If you get stuck with work that doesn't require ANY of the skills that the interviewers grill you for, it's hard to care about your job, let alone be passionate about it.
Remember, this survey is more about self-validation than what bosses actually think about their employees. I would theorize that most employees give their boss the benefit of the doubt, since it would be very difficult to get through the day otherwise. If you know with enough certainty that your boss does not respect you to admit it to yourself and to a survey, she or he must have been very obviously disrespectful, or the employee must be completely paranoid. I'd be more interested in the boss's opinion, really.
And the statistic that 86% trust their boss combined with the 91% think their boss trusts them means that 4-5% think they're getting away with something.

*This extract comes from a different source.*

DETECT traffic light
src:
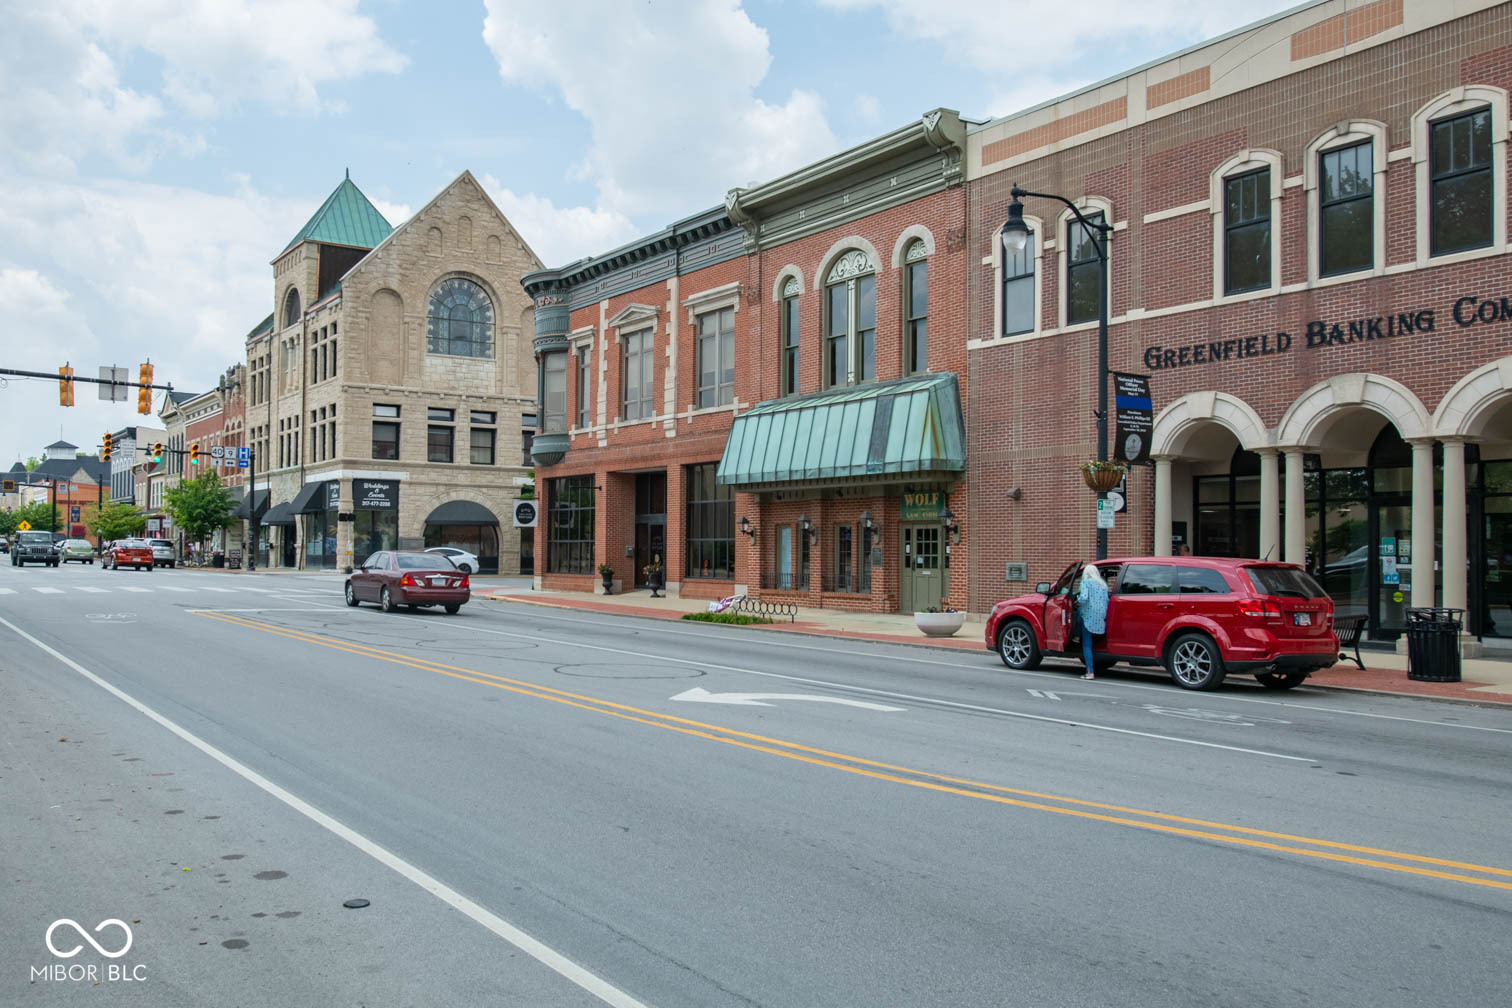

A bully/psychopathic/sociopathic boss can kill a passion for excellence in any job in a matter of a few work days.
It's a huge task to completely take control of what things motivate you even when you are being punished for good behavior, and rewarded for bad behavior. There are managers who actually damage the team and prevent work from occurring. Sometimes they know full well what they are doing, destroying the entire team as a vendetta for another reason. Psychopaths and sociopaths are all around us, some of them are high achievers. Career damaging blackmail, and passive aggression are likely to hit hard with these people.
Actually, I'd go so far as to say that they're usually high achievers, to the point of being pathological. Their egos are so wound up in doing things that they discourage people from suggesting that they do otherwise.
http://blog.rypple.com/2010/10/82-arent-passionate-about-the...
Bolsters the argument that passion comes more from inside, not from external validation.